The article came out exactly as written. Reflection did not temper Mr. Butefish’s attitude with caution. The bruised worm not only had turned, but rolled clean over.

The following week, Kate rode into Prouty in ignorance of the flattering tribute which the editor had paid her. Coming at a leisurely gait down Main Street she looked as usual in pitiless scrutiny at the signs which told of the collapse of the town’s prosperity. She saw without compassion the graying hair, the tired eyes of anxiety, the lines of brooding and despondency deepening in faces she remembered as carefree and hopeful, the look of resignation that comes to the weaklings who have lost their grip, the emptiness of burned-out passion, the weary languor of repeated failure—she saw it all through the eyes of her relentless hatred.

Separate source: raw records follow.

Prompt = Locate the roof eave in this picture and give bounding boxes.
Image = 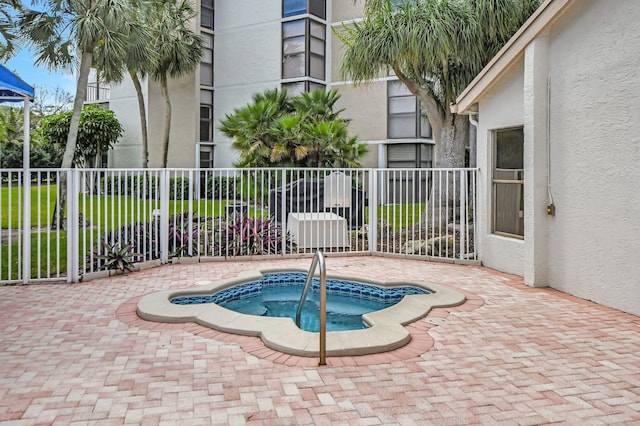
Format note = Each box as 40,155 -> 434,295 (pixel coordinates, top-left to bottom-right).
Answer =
451,0 -> 575,114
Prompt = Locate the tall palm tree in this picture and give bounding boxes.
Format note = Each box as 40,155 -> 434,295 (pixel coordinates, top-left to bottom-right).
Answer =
337,0 -> 538,167
151,0 -> 203,167
219,89 -> 366,167
20,0 -> 146,226
0,0 -> 22,59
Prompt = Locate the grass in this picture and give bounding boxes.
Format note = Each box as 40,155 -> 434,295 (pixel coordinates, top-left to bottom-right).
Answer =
367,203 -> 427,231
0,185 -> 427,280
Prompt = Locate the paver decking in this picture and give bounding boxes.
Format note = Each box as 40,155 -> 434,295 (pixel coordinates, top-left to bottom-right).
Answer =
0,257 -> 640,425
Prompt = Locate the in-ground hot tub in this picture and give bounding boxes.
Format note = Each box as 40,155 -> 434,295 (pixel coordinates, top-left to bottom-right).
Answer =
138,269 -> 465,357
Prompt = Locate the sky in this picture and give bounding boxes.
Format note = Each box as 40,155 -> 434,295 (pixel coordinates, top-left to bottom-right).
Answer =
3,0 -> 76,95
5,47 -> 76,95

But to-day there was a something different which, in her extreme sensitiveness, she was quick to see and feel. There was a new expression in the eyes of the passersbywith whom she exchanged glances. Eyes which for years had stared at her with impudence, indifference, or ostentatious blankness now held a sort of friendly inquiry, something conciliatory, which told her they would have spoken had they not been met by the immobile mask of imperturbability that she wore in Prouty.

“Why the chinook?” Kate asked herself ironically.

The warm wave met her everywhere and she continued to wonder, though it did not melt the ice about her heart that was of many years' accumulation.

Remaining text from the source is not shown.